An ugly thrill spread from the spot he touched. The tones of his voice were dull and startling, and echoed strangely in Will’s heart.
‘I beg your pardon,’ he said, with some discomposure. ‘What do you mean?’
‘Look at me, and you will find your eyesight swim. Raise your hand; it is dead-heavy. This is your last bottle of wine, Master Will, and your last night upon the earth.’
‘You are a doctor?’ quavered Will.
‘The best that ever was,’ replied the other; ‘for I cure both mind and body with the same prescription. I take away all pain and I forgive all sins; and where my patients have gone wrong in life, I smooth out all complications and set them free again upon their feet.’
‘I have no need of you,’ said Will.
‘A time comes for all men, Master Will,’ replied the doctor, ‘when the helm is taken out of their hands.
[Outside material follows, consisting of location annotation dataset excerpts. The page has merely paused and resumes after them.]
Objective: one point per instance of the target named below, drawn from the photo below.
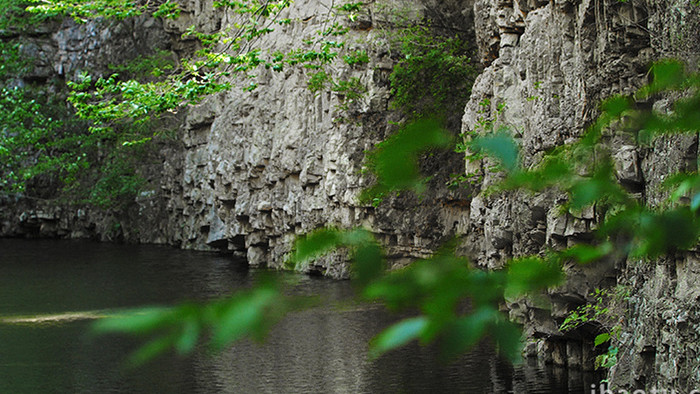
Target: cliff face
(250, 171)
(550, 65)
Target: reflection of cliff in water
(323, 350)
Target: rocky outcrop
(550, 65)
(252, 170)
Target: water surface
(322, 350)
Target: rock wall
(252, 170)
(550, 63)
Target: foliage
(603, 314)
(434, 74)
(438, 288)
(120, 108)
(395, 161)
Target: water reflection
(316, 351)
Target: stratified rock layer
(251, 171)
(550, 65)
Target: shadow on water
(323, 350)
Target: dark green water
(322, 350)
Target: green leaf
(151, 350)
(139, 321)
(395, 161)
(397, 335)
(600, 339)
(501, 146)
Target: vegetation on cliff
(117, 110)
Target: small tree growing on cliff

For you, because you were prudent and quiet, it has been long of coming, and you have had long to discipline yourself for its reception. You have seen what is to be seen about your mill; you have sat close all your days like a hare in its form; but now that is at an end; and,’ added the doctor, getting on his feet, ‘you must arise and come with me.’
‘You are a strange physician,’ said Will, looking steadfastly upon his guest.
‘I am a natural law,’ he replied, ‘and people call me Death.’
‘Why did you not tell me so at first?’ cried Will. ‘I have been waiting for you these many years. Give me your hand, and welcome.’
‘Lean upon my arm,’ said the stranger, ‘for already your strength abates. Lean on me heavily as you need; for though I am old, I am very strong. It is but three steps to my carriage, and there all your trouble ends. Why, Will,’ he added, ‘I have been yearning for you as if you were my own son; and of all the men that ever I came for in my long days, I have come for you most gladly. I am caustic, and sometimes offend people at first sight; but I am a good friend at heart to such as you.’
‘Since Marjory was taken,’ returned Will, ‘I declare before God you were the only friend I had to look for.’
So the pair went arm-in-arm across the courtyard.
One of the servants awoke about this time and heard the noise of horses pawing before he dropped asleep again; all down the valley that night there was a rushing as of a smooth and steady wind descending towards the plain; and when the world rose next morning, sure enough Will o’ the Mill had gone at last upon his travels.